Compute-sanitizer not quite a drop-in replacement of cuda-memcheck

Hi,

Given the deprecation notice of cuda-memcheck, we are trying to port over to compute-sanitizer. However we notice that it’s not at all a drop-in replacement:

  • On default launch, we get this error:

========= Error: No attachable process found. compute-sanitizer timed-out.
========= Default timeout can be adjusted with --launch-timeout. Awaiting target completion.

  • compute-sanitizer now uses “ports” to connect to the application, which must be open. This is a huge difference w.r.t. cuda-memcheck where no ports were needed. This is hard to use in CI build farms that have a very strict network configuration.

Would it be possible to address these issues, alternatively un-deprecate cuda-memcheck?

Thanks!

Additionally, compute-sanitizer errors out when running on a non-CUDA binary, which cuda-memcheck didn’t do. Is it possible to disable this error and let it run on non-CUDA binaries?

EDIT: this can be addressed using --require-cuda-init=no

Thanks for getting in touch. With respect to the port issue, is the application and compute sanitizer running on the same machine or is there any type of remote connection happening? I think we do use ports, even locally, but that’s an easier problem to fix than communicating across machines without ports.

For the default launch issue, was this done on a system that didn’t have a port issue? If so, can you share the full command line and output you saw?

Thanks.

Thanks for the response!

The application and compute sanitizer are running on the same machine.
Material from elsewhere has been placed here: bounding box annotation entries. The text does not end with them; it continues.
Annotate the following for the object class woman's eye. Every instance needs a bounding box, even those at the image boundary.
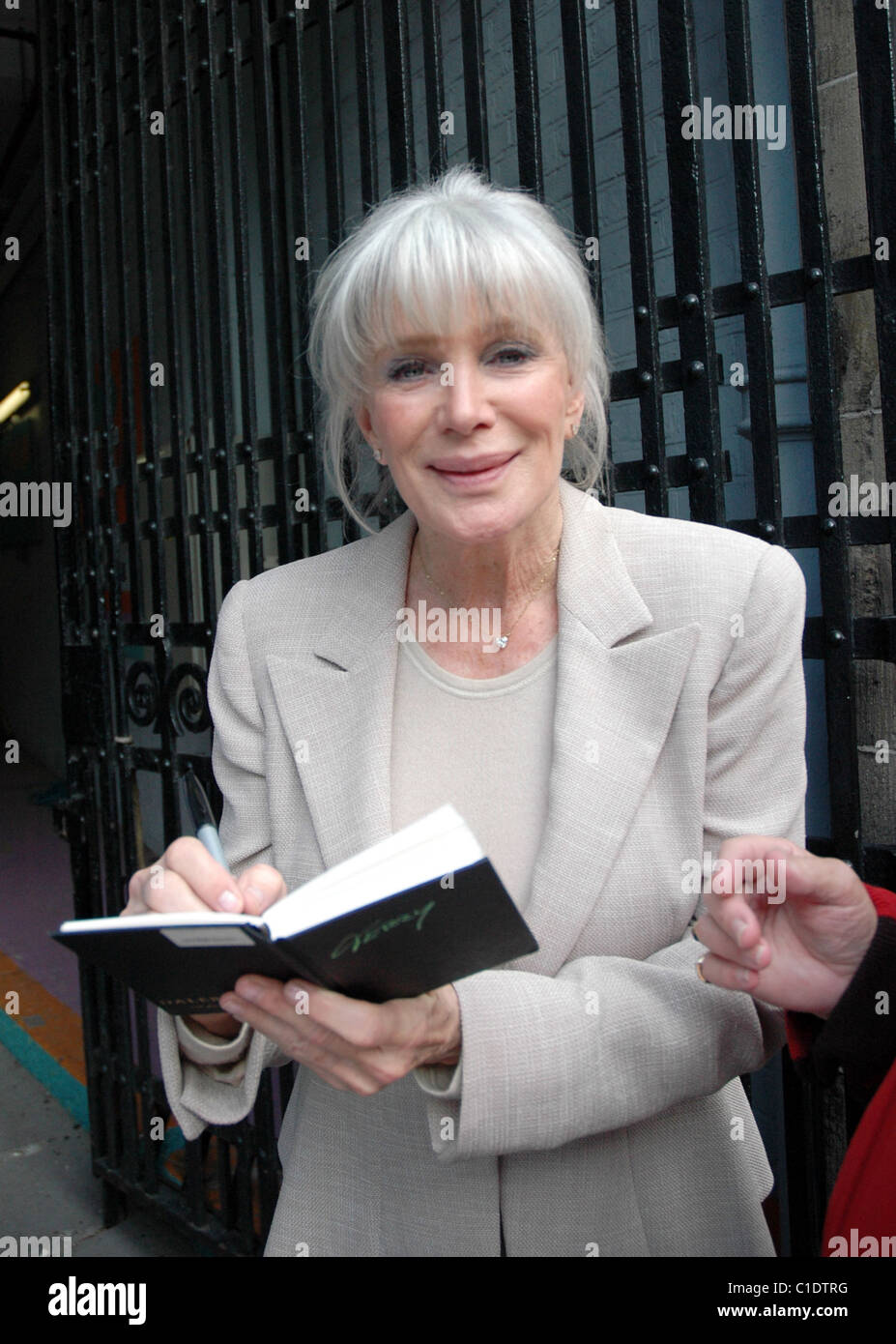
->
[494,345,531,363]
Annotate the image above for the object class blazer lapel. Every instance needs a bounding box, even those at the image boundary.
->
[268,480,699,975]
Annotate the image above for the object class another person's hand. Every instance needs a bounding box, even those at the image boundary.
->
[121,836,286,1037]
[695,836,878,1017]
[221,976,461,1096]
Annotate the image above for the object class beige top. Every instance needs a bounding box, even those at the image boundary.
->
[176,635,558,1098]
[390,635,558,1096]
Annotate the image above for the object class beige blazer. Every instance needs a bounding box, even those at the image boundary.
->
[159,480,806,1257]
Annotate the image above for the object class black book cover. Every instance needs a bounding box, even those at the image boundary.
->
[52,858,538,1016]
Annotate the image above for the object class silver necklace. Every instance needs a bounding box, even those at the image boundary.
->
[417,529,561,649]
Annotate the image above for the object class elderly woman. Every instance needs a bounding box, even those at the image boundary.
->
[128,168,804,1257]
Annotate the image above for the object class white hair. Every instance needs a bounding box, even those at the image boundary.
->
[307,165,610,532]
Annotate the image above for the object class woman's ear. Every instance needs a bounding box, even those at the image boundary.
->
[566,389,585,421]
[355,406,379,448]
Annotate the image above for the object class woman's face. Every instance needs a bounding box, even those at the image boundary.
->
[356,299,585,544]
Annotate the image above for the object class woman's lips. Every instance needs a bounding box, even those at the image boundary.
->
[431,453,520,490]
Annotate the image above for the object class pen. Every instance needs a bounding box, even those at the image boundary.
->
[180,765,227,868]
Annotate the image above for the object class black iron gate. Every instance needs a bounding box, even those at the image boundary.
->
[41,0,896,1254]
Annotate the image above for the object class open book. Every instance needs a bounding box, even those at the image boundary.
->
[52,803,538,1016]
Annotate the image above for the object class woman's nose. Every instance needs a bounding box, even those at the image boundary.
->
[441,361,494,434]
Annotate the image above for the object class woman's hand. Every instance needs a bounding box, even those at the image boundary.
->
[220,976,461,1096]
[695,836,878,1017]
[121,836,286,1037]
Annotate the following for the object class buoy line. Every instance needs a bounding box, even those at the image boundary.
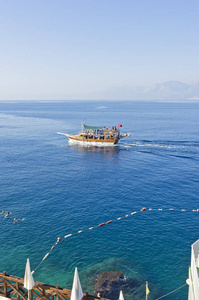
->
[32,207,199,274]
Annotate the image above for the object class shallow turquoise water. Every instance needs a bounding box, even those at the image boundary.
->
[0,102,199,300]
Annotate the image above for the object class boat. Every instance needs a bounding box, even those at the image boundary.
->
[57,123,130,146]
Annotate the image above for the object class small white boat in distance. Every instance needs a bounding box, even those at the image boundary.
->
[57,123,130,146]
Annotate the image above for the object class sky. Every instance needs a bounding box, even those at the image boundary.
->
[0,0,199,100]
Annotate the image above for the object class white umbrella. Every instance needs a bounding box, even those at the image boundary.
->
[70,268,84,300]
[24,258,35,299]
[119,291,124,300]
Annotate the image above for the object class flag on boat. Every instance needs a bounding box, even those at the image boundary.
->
[119,290,124,300]
[146,282,150,295]
[70,268,84,300]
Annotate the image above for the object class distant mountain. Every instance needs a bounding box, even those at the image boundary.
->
[144,81,199,100]
[102,81,199,101]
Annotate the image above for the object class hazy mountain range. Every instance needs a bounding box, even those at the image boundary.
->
[105,81,199,101]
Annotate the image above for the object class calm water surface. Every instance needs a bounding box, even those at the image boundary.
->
[0,102,199,300]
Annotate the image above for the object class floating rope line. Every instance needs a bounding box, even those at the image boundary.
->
[0,210,25,223]
[32,207,199,274]
[155,283,187,300]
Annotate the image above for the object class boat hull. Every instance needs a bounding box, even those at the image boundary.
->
[66,134,119,147]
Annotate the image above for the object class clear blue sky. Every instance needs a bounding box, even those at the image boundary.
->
[0,0,199,100]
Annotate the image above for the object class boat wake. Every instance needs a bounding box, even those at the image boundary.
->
[120,140,199,160]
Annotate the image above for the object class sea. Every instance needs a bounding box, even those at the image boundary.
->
[0,101,199,300]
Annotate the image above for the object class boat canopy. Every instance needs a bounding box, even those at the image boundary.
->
[83,124,106,130]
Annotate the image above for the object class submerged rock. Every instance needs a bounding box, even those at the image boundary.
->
[95,271,140,300]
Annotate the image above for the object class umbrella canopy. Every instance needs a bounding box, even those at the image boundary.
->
[119,291,124,300]
[24,258,35,290]
[70,268,84,300]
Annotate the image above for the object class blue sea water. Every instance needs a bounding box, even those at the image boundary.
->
[0,101,199,300]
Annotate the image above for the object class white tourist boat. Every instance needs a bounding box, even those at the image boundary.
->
[57,123,130,146]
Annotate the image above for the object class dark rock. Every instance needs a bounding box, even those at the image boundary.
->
[95,271,125,299]
[95,271,141,300]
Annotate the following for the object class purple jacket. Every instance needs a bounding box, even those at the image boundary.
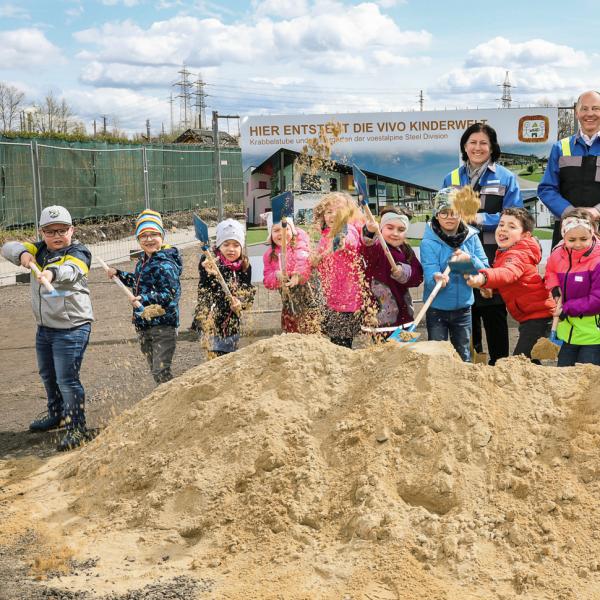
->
[363,238,423,327]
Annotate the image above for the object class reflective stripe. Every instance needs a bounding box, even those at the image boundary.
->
[450,169,460,186]
[22,242,37,256]
[46,254,90,275]
[560,138,571,156]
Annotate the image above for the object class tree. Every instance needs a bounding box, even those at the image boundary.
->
[0,81,25,131]
[33,91,73,133]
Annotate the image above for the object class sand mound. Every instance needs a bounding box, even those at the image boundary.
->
[4,335,600,600]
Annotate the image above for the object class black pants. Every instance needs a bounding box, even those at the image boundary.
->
[471,303,508,365]
[513,317,552,364]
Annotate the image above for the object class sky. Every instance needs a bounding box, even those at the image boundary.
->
[0,0,600,134]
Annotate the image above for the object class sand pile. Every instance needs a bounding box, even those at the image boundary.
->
[3,335,600,600]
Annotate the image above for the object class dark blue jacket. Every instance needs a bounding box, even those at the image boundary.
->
[117,245,183,329]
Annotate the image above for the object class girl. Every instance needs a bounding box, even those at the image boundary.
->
[192,219,256,356]
[263,213,321,333]
[421,188,489,362]
[312,192,364,348]
[363,206,423,327]
[545,208,600,367]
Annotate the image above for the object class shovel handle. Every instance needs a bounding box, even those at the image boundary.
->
[29,261,56,294]
[203,250,233,300]
[363,200,397,269]
[413,266,450,329]
[96,257,142,308]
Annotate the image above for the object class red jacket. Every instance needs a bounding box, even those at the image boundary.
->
[480,236,555,323]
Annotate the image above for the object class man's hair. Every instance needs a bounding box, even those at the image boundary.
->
[575,90,600,111]
[460,123,500,162]
[501,208,535,233]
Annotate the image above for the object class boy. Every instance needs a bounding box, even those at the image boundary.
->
[421,188,489,362]
[108,209,183,383]
[2,206,94,451]
[467,208,555,358]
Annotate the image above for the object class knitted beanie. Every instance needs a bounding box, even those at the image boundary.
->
[135,208,165,237]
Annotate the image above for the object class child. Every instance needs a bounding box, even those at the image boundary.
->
[362,206,423,327]
[107,209,182,383]
[193,219,255,356]
[421,188,489,362]
[312,192,364,348]
[263,213,321,333]
[546,208,600,367]
[467,208,555,362]
[2,206,94,451]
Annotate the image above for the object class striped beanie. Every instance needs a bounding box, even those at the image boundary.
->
[135,208,165,237]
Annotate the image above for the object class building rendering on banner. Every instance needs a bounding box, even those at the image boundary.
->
[244,148,436,224]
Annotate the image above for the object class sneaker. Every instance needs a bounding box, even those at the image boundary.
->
[56,429,88,452]
[29,413,64,432]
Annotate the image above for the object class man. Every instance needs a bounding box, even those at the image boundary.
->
[538,91,600,246]
[2,206,94,450]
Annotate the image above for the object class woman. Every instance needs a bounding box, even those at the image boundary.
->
[442,123,523,365]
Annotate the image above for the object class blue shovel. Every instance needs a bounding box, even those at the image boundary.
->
[388,266,450,343]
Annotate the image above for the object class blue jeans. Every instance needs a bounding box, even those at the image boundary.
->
[35,323,91,429]
[427,306,472,362]
[556,342,600,367]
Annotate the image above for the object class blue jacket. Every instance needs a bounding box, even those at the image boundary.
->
[420,225,489,310]
[117,245,183,329]
[538,133,600,219]
[443,163,523,231]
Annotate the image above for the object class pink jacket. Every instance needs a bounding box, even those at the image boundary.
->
[263,228,312,290]
[317,223,364,312]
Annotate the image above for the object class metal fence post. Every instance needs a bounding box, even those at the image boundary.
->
[213,110,223,222]
[142,146,150,208]
[31,141,42,234]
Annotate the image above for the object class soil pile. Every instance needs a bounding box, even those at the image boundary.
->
[3,335,600,600]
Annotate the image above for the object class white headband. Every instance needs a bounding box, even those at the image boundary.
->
[380,211,410,229]
[560,217,594,237]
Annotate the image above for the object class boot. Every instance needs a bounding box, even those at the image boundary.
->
[29,413,64,432]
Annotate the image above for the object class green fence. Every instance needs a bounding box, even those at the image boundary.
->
[0,138,243,228]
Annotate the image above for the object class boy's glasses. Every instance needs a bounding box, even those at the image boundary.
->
[138,232,161,242]
[42,227,71,237]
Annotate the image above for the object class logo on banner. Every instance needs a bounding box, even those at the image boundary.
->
[519,115,550,144]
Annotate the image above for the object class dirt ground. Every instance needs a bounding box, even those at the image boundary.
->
[0,250,516,600]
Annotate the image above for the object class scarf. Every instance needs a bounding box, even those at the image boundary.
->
[431,217,469,249]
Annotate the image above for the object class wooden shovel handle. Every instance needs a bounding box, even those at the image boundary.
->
[29,261,56,294]
[96,257,142,308]
[413,266,450,329]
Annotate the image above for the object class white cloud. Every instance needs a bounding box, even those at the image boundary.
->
[102,0,140,7]
[75,0,432,77]
[0,28,63,69]
[0,2,31,21]
[465,37,589,68]
[252,0,309,19]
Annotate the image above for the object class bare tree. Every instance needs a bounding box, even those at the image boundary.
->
[33,91,73,133]
[0,81,25,131]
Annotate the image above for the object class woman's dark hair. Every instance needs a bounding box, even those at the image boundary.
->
[460,123,500,162]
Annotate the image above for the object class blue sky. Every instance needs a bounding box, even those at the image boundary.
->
[0,0,600,133]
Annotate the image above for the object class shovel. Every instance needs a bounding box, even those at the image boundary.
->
[388,266,450,343]
[96,256,142,312]
[352,165,397,270]
[193,215,233,302]
[29,261,70,298]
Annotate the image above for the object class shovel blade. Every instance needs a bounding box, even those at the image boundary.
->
[271,192,294,225]
[194,215,209,248]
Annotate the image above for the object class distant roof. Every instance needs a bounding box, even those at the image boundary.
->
[252,148,437,192]
[173,129,239,148]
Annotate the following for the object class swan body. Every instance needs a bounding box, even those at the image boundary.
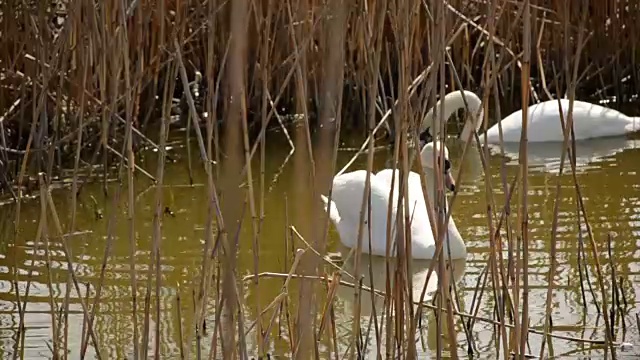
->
[322,142,467,259]
[487,99,640,143]
[421,90,640,144]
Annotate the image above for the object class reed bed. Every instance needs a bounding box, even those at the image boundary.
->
[0,0,640,359]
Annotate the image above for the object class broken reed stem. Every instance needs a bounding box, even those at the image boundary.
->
[514,0,531,360]
[242,272,620,346]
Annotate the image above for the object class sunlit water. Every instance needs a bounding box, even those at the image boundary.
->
[0,131,640,359]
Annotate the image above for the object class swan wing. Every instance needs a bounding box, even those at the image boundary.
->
[488,99,633,143]
[331,170,395,256]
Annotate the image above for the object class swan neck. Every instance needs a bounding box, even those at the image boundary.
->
[420,90,483,141]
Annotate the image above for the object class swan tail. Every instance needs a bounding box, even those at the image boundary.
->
[320,195,340,224]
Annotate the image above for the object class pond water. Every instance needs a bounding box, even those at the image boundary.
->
[0,129,640,359]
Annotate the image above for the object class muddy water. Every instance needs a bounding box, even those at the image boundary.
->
[0,131,640,359]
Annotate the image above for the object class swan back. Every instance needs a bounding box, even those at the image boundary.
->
[487,99,640,143]
[329,170,396,256]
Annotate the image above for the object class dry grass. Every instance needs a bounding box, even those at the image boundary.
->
[0,0,640,359]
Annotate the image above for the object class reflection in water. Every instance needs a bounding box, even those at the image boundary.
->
[0,134,640,359]
[336,246,466,357]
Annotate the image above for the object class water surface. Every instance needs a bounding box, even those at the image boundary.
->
[0,131,640,359]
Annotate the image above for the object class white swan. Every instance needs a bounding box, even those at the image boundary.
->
[322,141,467,259]
[421,91,640,143]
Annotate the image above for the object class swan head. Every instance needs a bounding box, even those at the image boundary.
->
[420,90,484,142]
[420,140,456,192]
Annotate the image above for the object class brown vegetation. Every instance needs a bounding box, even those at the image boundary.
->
[0,0,640,359]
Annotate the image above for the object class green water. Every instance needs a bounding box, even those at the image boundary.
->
[0,131,640,359]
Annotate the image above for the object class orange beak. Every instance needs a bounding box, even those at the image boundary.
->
[444,171,456,192]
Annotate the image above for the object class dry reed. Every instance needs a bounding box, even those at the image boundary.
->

However multiple (in the order of 10-100) tests are scheduled in parallel, which might lead to the same port being used for all tests, or simply not enough ports being available. We do experience that moving from cuda-memcheck to compute-sanitizer leads to our tests timing out if running in parallel, whereas they normally take a few seconds running in isolation. I wonder if it’s due to lack of ports or waiting on the same port.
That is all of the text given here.